In its latest Signals report released on April 22, Fidelity Digital Assets introduced the Bitcoin Yardstick, similar to the price-to-earnings ratio used in stocks, to determine if Bitcoin is undervalued. 

Fidelity noted that the Yardstick remained between a negative one and zero deviations from the mean of 51% in the first quarter, indicating that Bitcoin was not considered ‘cheap’ at any point during Q1.

Bitcoin is Trading at a ‘Fair Value’

This suggests that Bitcoin is now trading at “fair value,” leading Fidelity to revise its medium-term outlook for Bitcoin to neutral. Other metrics supporting this neutral outlook include long-term holders increasing sell pressure and 99% of addresses being in profit, potentially incentivizing selling.

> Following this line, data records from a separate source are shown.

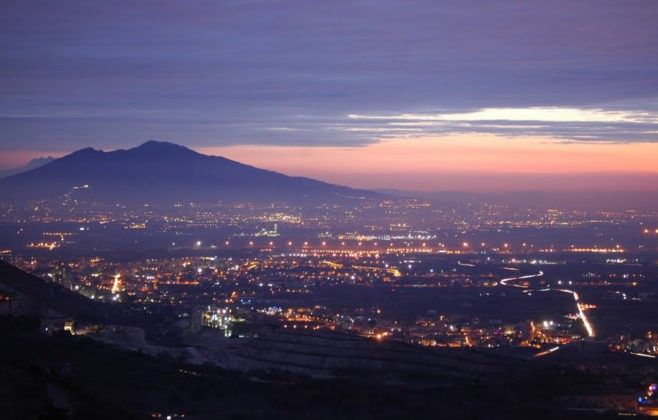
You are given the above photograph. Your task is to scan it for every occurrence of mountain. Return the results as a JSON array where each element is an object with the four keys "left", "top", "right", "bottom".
[
  {"left": 0, "top": 156, "right": 56, "bottom": 179},
  {"left": 0, "top": 141, "right": 372, "bottom": 204}
]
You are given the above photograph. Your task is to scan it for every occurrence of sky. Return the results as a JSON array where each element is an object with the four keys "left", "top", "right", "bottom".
[{"left": 1, "top": 0, "right": 657, "bottom": 191}]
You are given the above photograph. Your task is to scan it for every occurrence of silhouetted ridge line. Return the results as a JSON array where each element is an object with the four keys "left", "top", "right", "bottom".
[{"left": 0, "top": 141, "right": 377, "bottom": 204}]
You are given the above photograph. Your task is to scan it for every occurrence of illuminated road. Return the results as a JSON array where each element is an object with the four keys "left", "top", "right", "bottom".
[
  {"left": 554, "top": 289, "right": 595, "bottom": 338},
  {"left": 534, "top": 346, "right": 560, "bottom": 357},
  {"left": 111, "top": 273, "right": 122, "bottom": 294},
  {"left": 630, "top": 352, "right": 657, "bottom": 359},
  {"left": 498, "top": 270, "right": 596, "bottom": 345},
  {"left": 499, "top": 271, "right": 543, "bottom": 288}
]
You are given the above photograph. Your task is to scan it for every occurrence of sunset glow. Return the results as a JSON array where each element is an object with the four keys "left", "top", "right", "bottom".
[{"left": 201, "top": 134, "right": 658, "bottom": 191}]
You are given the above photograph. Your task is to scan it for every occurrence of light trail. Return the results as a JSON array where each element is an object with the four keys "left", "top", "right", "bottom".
[
  {"left": 556, "top": 288, "right": 595, "bottom": 338},
  {"left": 457, "top": 261, "right": 475, "bottom": 267},
  {"left": 534, "top": 346, "right": 560, "bottom": 358},
  {"left": 630, "top": 352, "right": 656, "bottom": 359},
  {"left": 499, "top": 269, "right": 595, "bottom": 341},
  {"left": 499, "top": 271, "right": 544, "bottom": 288},
  {"left": 111, "top": 273, "right": 122, "bottom": 294}
]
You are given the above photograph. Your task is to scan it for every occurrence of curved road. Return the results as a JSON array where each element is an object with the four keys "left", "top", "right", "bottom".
[{"left": 499, "top": 270, "right": 595, "bottom": 338}]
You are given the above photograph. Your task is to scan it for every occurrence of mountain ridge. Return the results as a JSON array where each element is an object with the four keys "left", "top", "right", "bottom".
[
  {"left": 0, "top": 156, "right": 56, "bottom": 179},
  {"left": 0, "top": 141, "right": 374, "bottom": 204}
]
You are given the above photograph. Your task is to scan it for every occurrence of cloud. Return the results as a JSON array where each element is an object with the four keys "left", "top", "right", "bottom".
[
  {"left": 0, "top": 0, "right": 657, "bottom": 150},
  {"left": 349, "top": 107, "right": 657, "bottom": 124},
  {"left": 344, "top": 106, "right": 658, "bottom": 143}
]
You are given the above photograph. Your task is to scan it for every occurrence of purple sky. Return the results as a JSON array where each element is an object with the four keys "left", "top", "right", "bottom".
[{"left": 1, "top": 1, "right": 657, "bottom": 183}]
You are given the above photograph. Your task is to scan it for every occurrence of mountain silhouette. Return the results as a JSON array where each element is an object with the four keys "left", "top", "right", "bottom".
[
  {"left": 0, "top": 156, "right": 56, "bottom": 179},
  {"left": 0, "top": 141, "right": 372, "bottom": 204}
]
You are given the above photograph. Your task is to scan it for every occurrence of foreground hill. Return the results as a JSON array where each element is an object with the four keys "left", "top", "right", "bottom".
[
  {"left": 0, "top": 317, "right": 635, "bottom": 419},
  {"left": 0, "top": 260, "right": 108, "bottom": 323},
  {"left": 0, "top": 261, "right": 646, "bottom": 418},
  {"left": 0, "top": 141, "right": 373, "bottom": 204}
]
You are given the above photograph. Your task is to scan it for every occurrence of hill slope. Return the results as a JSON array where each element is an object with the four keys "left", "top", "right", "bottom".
[
  {"left": 0, "top": 141, "right": 372, "bottom": 204},
  {"left": 0, "top": 260, "right": 108, "bottom": 323},
  {"left": 0, "top": 156, "right": 56, "bottom": 179}
]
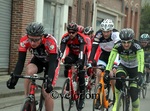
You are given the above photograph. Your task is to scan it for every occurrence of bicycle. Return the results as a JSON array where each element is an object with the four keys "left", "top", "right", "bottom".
[
  {"left": 85, "top": 65, "right": 96, "bottom": 94},
  {"left": 61, "top": 64, "right": 81, "bottom": 111},
  {"left": 93, "top": 66, "right": 114, "bottom": 111},
  {"left": 111, "top": 77, "right": 138, "bottom": 111},
  {"left": 13, "top": 74, "right": 48, "bottom": 111}
]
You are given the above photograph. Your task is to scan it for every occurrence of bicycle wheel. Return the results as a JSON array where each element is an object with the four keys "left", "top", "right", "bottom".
[
  {"left": 116, "top": 92, "right": 129, "bottom": 111},
  {"left": 21, "top": 97, "right": 36, "bottom": 111},
  {"left": 142, "top": 83, "right": 147, "bottom": 99},
  {"left": 61, "top": 78, "right": 73, "bottom": 111},
  {"left": 37, "top": 92, "right": 45, "bottom": 111}
]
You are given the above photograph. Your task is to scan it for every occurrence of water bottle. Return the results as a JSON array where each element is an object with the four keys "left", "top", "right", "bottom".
[{"left": 73, "top": 81, "right": 77, "bottom": 91}]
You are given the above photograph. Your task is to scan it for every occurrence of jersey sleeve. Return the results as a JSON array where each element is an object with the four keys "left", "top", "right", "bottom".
[
  {"left": 106, "top": 45, "right": 118, "bottom": 71},
  {"left": 85, "top": 36, "right": 92, "bottom": 60},
  {"left": 137, "top": 49, "right": 144, "bottom": 73},
  {"left": 18, "top": 36, "right": 28, "bottom": 52},
  {"left": 44, "top": 35, "right": 58, "bottom": 54}
]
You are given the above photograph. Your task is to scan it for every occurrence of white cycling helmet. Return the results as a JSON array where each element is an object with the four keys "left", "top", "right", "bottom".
[{"left": 100, "top": 19, "right": 114, "bottom": 31}]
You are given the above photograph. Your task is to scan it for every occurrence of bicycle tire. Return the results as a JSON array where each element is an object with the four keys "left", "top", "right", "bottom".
[
  {"left": 142, "top": 83, "right": 147, "bottom": 99},
  {"left": 116, "top": 92, "right": 129, "bottom": 111},
  {"left": 21, "top": 97, "right": 36, "bottom": 111},
  {"left": 37, "top": 92, "right": 44, "bottom": 111},
  {"left": 61, "top": 78, "right": 73, "bottom": 111}
]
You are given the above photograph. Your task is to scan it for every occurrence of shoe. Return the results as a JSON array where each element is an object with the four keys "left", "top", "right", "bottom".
[{"left": 77, "top": 99, "right": 85, "bottom": 110}]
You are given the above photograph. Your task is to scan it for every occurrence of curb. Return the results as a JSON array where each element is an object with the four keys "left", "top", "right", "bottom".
[{"left": 0, "top": 86, "right": 62, "bottom": 99}]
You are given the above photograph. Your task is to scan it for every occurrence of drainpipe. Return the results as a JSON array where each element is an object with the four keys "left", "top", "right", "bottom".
[
  {"left": 77, "top": 0, "right": 81, "bottom": 24},
  {"left": 92, "top": 0, "right": 96, "bottom": 30}
]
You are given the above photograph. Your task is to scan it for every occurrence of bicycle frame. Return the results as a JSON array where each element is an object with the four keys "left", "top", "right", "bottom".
[
  {"left": 14, "top": 74, "right": 47, "bottom": 111},
  {"left": 94, "top": 71, "right": 111, "bottom": 109},
  {"left": 68, "top": 65, "right": 79, "bottom": 100}
]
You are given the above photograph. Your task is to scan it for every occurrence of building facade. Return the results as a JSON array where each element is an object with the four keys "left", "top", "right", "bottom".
[{"left": 0, "top": 0, "right": 141, "bottom": 74}]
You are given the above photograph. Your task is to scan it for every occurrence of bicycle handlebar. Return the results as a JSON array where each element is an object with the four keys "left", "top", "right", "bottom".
[
  {"left": 110, "top": 77, "right": 138, "bottom": 82},
  {"left": 13, "top": 74, "right": 48, "bottom": 81}
]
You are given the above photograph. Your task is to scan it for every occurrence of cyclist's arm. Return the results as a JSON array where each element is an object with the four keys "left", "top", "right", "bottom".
[
  {"left": 89, "top": 32, "right": 100, "bottom": 61},
  {"left": 13, "top": 51, "right": 27, "bottom": 75},
  {"left": 60, "top": 34, "right": 69, "bottom": 57},
  {"left": 106, "top": 48, "right": 118, "bottom": 71},
  {"left": 137, "top": 49, "right": 144, "bottom": 73},
  {"left": 60, "top": 42, "right": 67, "bottom": 55},
  {"left": 77, "top": 33, "right": 86, "bottom": 60},
  {"left": 47, "top": 54, "right": 58, "bottom": 84},
  {"left": 89, "top": 43, "right": 99, "bottom": 61}
]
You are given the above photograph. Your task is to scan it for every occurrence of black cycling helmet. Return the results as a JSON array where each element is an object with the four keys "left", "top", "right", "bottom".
[
  {"left": 26, "top": 22, "right": 44, "bottom": 36},
  {"left": 119, "top": 28, "right": 134, "bottom": 40},
  {"left": 139, "top": 33, "right": 150, "bottom": 41},
  {"left": 67, "top": 22, "right": 78, "bottom": 31},
  {"left": 84, "top": 26, "right": 94, "bottom": 35}
]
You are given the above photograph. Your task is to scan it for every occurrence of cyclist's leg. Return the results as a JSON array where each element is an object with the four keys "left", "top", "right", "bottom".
[
  {"left": 96, "top": 60, "right": 106, "bottom": 85},
  {"left": 78, "top": 69, "right": 85, "bottom": 109},
  {"left": 130, "top": 85, "right": 140, "bottom": 111},
  {"left": 64, "top": 53, "right": 76, "bottom": 77},
  {"left": 64, "top": 53, "right": 77, "bottom": 91},
  {"left": 42, "top": 87, "right": 54, "bottom": 111},
  {"left": 112, "top": 65, "right": 127, "bottom": 111},
  {"left": 128, "top": 67, "right": 140, "bottom": 111},
  {"left": 42, "top": 60, "right": 59, "bottom": 111},
  {"left": 24, "top": 57, "right": 43, "bottom": 96}
]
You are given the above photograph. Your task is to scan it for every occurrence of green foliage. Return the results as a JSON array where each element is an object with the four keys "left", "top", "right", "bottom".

On-chain metrics, such as the Net Unrealized Profit/Loss (NUPL) ratio and the MVRV Z-Score, further bolstered the firm’s neutral outlook in the mid-term.

Positive Short-Term Outlook for BTC

However, Fidelity maintains a positive short-term outlook for Bitcoin, citing the absence of extreme indicators seen during bull market peaks. Price levels have remained above a “golden cross” on the Bitcoin chart, with the asset trading above its 50-day and 200-day moving averages throughout Q1, indicating bullish momentum.

Chris Kuiper, Fidelity’s director of research, commented that “on-chain indicators are now clearly above the lows or extreme bottoms previously observed.” The report also highlighted Bitcoin’s realized price, which was around $28,000 at the close of Q1, maintaining support since mid-January.

Accumulation of Bitcoin on the Rise

On-chain data showed continued accumulation by smaller investors, with a 20% increase in the number of addresses holding $1,000 or more worth of BTC since the start of the year, reaching new all-time highs. Exchange balances have declined as more investors moved to self-custody, reducing selling pressure.

Kuiper pointed out that the market is currently in the middle ground or halfway point of the market cycle, nowhere near historical extreme highs. He added that historically, a disproportionate amount of price gains occur in the latter half of the cycle.

Halving Event

Bitcoin has remained range-bound since the end of February, oscillating between $72,000 and $60,000. However, it has gained 5% since the weekend halving event, currently trading at a ten-day high of $66,863.

Fidelity’s shift in outlook reflects a cautious stance amidst changing market dynamics, emphasizing the need for vigilance and analysis in navigating the cryptocurrency landscape.